BEATS ON THE BEACH

Los Angeleno Elvin Estela is likely the only hip-hop artist to ever cover a Monkees song.  But on Pacific Drift, Estela aims to give his old favorites (like "The Porpoise Song") a boom-bap. 

Despite the '60s covers, Estela's second record as Nobody isn't some retro rock set.  Like Manitoba's Up in Flames, Pacific Drift is dreamy and sunshine-filled, taking the turntablism of artists like DJ Shadow to a whole 'nother level – West Coast psychedelic pop.  The mind-altering result is a bit like Beachwood Sparks doing hip-hop.

"Los Angles underground hip-hop will always be my roots even if I end up doing folk music someday," Estela explains, "[but] in terms of influences, the Flaming Lips' Yoshimi Battles the Pink Robots wrecked my brain.  To me, that is the perfect sing-along hip-hop record.  The programming is insane, the bass hits as hard as the Neptunes and the songs are perfectly balanced between pretty and psychedelic."
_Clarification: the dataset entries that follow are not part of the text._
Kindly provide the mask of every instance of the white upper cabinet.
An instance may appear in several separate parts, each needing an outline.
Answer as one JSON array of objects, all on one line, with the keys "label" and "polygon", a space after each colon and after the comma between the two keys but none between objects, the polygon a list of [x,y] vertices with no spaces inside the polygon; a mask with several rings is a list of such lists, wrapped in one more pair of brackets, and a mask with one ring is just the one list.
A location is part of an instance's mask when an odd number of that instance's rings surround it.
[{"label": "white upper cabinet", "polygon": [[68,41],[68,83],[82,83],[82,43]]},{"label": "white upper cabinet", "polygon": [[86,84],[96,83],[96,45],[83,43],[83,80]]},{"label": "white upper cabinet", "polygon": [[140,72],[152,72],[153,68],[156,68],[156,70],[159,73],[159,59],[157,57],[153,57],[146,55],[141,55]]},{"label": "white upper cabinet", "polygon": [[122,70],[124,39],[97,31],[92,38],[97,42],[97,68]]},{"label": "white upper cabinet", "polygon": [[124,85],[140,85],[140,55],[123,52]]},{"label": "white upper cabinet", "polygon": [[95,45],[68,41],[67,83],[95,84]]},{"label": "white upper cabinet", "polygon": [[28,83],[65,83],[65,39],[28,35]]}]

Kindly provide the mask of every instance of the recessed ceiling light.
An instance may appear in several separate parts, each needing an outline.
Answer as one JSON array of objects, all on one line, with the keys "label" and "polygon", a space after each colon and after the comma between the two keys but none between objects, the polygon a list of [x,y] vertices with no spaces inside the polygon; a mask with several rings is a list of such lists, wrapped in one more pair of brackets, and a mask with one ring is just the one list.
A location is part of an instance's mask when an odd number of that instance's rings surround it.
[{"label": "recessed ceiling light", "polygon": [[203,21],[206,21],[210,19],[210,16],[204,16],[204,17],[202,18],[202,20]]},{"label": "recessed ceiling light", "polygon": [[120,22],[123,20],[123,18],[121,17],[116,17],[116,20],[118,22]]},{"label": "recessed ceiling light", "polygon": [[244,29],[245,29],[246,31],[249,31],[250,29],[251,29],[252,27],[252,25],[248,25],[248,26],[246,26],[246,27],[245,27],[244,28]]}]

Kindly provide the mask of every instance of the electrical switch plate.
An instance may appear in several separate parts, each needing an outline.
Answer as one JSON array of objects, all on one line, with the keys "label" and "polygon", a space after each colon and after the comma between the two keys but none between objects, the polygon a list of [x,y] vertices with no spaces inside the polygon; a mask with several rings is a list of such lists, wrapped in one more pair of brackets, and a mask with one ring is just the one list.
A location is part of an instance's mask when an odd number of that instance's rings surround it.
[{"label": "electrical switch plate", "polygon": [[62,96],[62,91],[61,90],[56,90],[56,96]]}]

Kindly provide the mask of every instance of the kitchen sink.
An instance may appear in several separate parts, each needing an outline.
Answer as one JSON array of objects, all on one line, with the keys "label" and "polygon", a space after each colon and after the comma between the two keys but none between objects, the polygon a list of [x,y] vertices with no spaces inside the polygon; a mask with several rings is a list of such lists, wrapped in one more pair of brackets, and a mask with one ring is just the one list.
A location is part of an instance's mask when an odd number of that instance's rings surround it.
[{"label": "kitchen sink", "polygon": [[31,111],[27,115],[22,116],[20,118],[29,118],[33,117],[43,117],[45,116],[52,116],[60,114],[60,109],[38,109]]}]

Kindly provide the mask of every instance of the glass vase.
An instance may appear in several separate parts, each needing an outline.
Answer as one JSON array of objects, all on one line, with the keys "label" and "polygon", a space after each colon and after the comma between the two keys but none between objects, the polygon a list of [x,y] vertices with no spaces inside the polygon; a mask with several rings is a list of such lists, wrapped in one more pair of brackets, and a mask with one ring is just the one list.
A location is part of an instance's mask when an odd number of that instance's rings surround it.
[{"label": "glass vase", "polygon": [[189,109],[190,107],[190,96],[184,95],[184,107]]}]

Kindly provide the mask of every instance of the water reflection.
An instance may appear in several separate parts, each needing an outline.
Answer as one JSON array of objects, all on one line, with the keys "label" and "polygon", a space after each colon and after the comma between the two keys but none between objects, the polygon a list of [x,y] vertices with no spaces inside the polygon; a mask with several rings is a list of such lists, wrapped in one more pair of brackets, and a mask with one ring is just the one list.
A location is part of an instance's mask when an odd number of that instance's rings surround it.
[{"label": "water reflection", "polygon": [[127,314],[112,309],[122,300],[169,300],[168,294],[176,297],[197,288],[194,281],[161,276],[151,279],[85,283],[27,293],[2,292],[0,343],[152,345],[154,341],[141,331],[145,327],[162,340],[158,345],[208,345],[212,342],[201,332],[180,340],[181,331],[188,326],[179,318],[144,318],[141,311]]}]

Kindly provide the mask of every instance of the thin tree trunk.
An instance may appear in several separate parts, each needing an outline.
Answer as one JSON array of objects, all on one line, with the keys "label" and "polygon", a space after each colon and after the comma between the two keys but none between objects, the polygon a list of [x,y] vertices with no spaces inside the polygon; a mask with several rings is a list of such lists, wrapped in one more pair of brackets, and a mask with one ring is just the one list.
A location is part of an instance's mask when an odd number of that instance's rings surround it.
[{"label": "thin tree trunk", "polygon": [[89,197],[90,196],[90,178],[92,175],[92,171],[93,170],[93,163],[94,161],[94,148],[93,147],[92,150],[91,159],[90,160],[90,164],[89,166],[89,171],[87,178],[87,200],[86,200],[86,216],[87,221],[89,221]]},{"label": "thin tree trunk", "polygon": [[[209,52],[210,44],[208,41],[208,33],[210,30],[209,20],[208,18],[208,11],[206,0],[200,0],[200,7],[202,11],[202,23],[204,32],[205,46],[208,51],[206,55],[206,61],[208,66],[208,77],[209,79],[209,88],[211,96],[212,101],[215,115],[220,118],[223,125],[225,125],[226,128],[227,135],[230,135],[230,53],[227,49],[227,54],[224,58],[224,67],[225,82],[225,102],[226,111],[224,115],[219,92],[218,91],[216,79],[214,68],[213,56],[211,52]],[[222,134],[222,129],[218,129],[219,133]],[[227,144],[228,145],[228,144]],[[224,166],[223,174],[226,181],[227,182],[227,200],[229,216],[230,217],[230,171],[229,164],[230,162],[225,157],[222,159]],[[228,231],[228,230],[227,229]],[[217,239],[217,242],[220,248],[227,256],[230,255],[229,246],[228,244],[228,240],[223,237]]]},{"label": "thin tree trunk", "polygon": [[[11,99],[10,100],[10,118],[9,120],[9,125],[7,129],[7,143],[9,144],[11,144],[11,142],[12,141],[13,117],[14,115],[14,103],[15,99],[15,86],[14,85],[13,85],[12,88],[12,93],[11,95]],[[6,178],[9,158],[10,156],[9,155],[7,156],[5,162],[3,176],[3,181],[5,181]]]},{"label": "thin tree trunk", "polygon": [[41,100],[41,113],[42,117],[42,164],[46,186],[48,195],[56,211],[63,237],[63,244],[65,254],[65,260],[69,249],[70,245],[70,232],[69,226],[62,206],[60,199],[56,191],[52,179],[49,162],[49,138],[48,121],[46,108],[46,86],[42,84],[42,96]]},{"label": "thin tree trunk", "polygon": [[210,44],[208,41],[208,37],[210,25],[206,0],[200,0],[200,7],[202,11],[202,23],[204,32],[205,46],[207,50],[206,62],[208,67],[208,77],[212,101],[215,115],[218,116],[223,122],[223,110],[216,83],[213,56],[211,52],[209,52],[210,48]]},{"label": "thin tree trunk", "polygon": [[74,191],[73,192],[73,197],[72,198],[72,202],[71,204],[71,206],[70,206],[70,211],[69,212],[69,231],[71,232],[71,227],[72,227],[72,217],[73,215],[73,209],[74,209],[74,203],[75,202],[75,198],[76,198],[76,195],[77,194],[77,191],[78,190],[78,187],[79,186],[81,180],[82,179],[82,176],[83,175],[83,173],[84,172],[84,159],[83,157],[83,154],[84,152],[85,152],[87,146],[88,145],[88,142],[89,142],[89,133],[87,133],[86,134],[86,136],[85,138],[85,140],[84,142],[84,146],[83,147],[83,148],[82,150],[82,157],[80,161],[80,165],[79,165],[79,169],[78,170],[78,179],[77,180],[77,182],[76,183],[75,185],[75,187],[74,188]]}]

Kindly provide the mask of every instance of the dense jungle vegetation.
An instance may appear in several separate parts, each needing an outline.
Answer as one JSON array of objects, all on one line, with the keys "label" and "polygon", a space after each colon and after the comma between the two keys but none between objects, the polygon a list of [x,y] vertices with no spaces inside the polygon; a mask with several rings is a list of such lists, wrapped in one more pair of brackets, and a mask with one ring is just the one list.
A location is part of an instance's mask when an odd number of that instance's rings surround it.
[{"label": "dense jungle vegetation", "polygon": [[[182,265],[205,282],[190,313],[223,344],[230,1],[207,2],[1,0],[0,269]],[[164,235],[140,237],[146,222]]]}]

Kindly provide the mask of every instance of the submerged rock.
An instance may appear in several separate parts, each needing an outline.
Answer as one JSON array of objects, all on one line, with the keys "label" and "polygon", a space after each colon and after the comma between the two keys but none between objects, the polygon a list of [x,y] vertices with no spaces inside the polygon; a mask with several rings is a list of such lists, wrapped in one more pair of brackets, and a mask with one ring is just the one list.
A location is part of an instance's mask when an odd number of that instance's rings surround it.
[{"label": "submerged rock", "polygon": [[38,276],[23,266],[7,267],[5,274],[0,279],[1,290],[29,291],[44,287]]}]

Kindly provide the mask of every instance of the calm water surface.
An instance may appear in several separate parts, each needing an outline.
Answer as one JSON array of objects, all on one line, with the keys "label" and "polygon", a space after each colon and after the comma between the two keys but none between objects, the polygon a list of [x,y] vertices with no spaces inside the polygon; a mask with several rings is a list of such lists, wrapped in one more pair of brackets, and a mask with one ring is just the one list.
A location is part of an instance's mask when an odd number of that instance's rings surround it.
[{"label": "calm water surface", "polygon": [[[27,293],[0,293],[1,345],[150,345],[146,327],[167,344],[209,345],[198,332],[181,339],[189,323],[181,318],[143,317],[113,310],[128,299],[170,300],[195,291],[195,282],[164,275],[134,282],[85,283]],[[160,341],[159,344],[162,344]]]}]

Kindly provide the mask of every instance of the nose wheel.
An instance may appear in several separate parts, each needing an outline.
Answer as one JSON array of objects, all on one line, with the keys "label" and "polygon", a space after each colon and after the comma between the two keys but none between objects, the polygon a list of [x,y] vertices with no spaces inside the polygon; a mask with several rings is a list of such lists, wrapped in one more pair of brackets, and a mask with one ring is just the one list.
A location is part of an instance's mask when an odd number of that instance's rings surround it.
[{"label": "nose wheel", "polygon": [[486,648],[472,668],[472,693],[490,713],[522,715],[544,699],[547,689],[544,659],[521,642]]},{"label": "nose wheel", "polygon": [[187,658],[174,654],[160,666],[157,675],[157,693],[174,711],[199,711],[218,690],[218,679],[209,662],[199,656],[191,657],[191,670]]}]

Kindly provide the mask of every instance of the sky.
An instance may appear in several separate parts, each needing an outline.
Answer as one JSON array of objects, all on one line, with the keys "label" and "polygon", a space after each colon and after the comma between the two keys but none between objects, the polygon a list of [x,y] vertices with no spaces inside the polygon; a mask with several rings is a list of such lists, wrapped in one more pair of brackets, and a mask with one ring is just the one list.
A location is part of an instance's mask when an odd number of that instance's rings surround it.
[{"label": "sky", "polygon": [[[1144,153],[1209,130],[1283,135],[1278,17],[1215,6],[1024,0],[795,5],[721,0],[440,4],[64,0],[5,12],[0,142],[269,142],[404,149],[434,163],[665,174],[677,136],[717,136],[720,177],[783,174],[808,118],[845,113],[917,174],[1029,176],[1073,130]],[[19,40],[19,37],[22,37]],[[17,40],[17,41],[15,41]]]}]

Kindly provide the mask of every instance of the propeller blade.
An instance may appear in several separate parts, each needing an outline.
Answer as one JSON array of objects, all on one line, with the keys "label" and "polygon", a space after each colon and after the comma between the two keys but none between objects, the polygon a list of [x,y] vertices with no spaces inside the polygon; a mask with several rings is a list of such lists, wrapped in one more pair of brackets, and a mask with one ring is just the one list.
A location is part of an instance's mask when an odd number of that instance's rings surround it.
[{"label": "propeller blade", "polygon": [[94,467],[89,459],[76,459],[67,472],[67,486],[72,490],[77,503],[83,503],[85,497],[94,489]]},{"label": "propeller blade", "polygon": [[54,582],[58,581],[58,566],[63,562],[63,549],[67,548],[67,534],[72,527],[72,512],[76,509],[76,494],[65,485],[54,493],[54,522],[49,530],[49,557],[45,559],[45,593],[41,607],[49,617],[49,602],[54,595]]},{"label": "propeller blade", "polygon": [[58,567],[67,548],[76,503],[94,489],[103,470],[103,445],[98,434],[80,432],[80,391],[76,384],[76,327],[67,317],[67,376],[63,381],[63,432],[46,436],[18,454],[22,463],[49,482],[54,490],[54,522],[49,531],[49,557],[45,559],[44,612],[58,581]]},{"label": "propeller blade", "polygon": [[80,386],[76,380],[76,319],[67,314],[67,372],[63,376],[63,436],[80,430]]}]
From there, the sound of Nobody includes everything from the Beach Boys and the High Llamas (the bouncy "the Beaches on Neptune") to classic Phil Spector production ("Psilo-Psycling [Trip 'Round the Block]".  But Estela is wary of genre tags: "There's always some kids enamored with the sun and sea sound of California," he says, "maybe my record represents what kids stuck with turntables, samplers and computers do to interpret the West Coast sound."

The end-result?  A golden vibe passed from Brian Wilson all the way to filmmaker Paul Thomas Anderson, where the happy ending is the saddest possible.  "It's LA, you know," considers Estela.  "You got to take a freeway to get to beaches and canyons.  It's bittersweet."